Spicy Butternut Squash & Sweet Potato Soup
(adapted from
GH Cookery Book)
1/2 a medium onion, peeled, diced
small splash (maybe 1 dessertspoonful) olive oil
1 red chili to taste, chopped, seeds in if you feel the need
1/2 tsp if that crushed coriander seeds
1/2 a butternut squash, peeled, deseeded, roughly chopped
1 peeled chopped sweet potato
1 peeled chopped tomato
750ml hot stock
Get the onions all nice and glassy over a medium heat then add the coriander seed and chopped chili, stir fry for about a minute. Add the squash, sweet potato and tomato and continue to stir fry for a few more minutes. Add stock and bubble away for about 20mins until the veggies are soft. Use a stick blender or blender to puree to desired consistency (mind out, it will be hot and hot soup in the cleavage ain't something you will be wanting, I should hope) and serve.
Makes 4 delicate servings/mugfuls at about 100cals each according to GH, who also recommend cheese straws as an side dish. Beautiful colour, tastes creamy but has no cream in it - marvellous.
So what can you do with the other half of the squash? Well roast it really. Then make squash and spinach lasagne. Roast the squash chunks at 200°C for about 40mins until done (I leave the skin on the chunks, it comes off easly when cooked, take the seeds out though) then peel. Make a basic white sauce (25g flour, 25g butter, a pint of milk say, relatively basic stuff) and enrich this with 250g pack ricotta cheese and a dash of grated nutmeg.

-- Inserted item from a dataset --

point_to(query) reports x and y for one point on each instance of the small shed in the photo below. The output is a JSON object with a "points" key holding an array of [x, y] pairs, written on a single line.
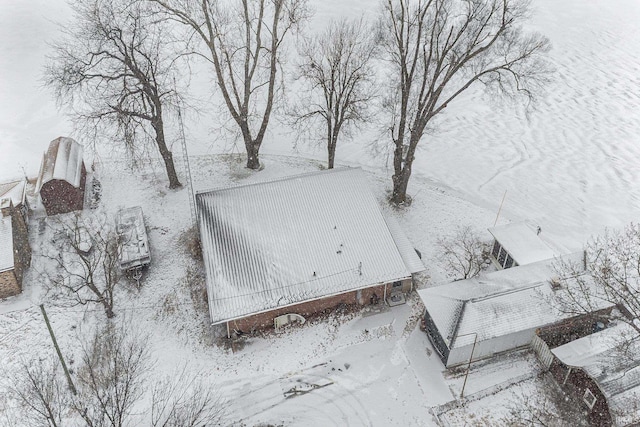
{"points": [[603, 371], [15, 251], [62, 177], [133, 242], [299, 245], [516, 244], [479, 317]]}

Pop the cooked squash into the bottom of a small lasagne dish, dot some frozen leaf spinach portion squares on top then add about 1/3 of the sauce plus no-cook lasagne sheets to cover. Cover that with a suitable amount of ricotta sauce, a generous sprinkle of grated pecorino or parmesan, in that 200°c oven for about 25mins and an easy dinner is yours. Pumpkin has become quite a favourite in Italian cookery, look out for it on menus as a pasta filling. It wasn't always that popular, as like the turnip in the UK, pumpkin is seen as a "poor people's food" and during WWII many lived on it and little else, as it is a very hardy growing plant. However, I love turnips as well, so what do I know?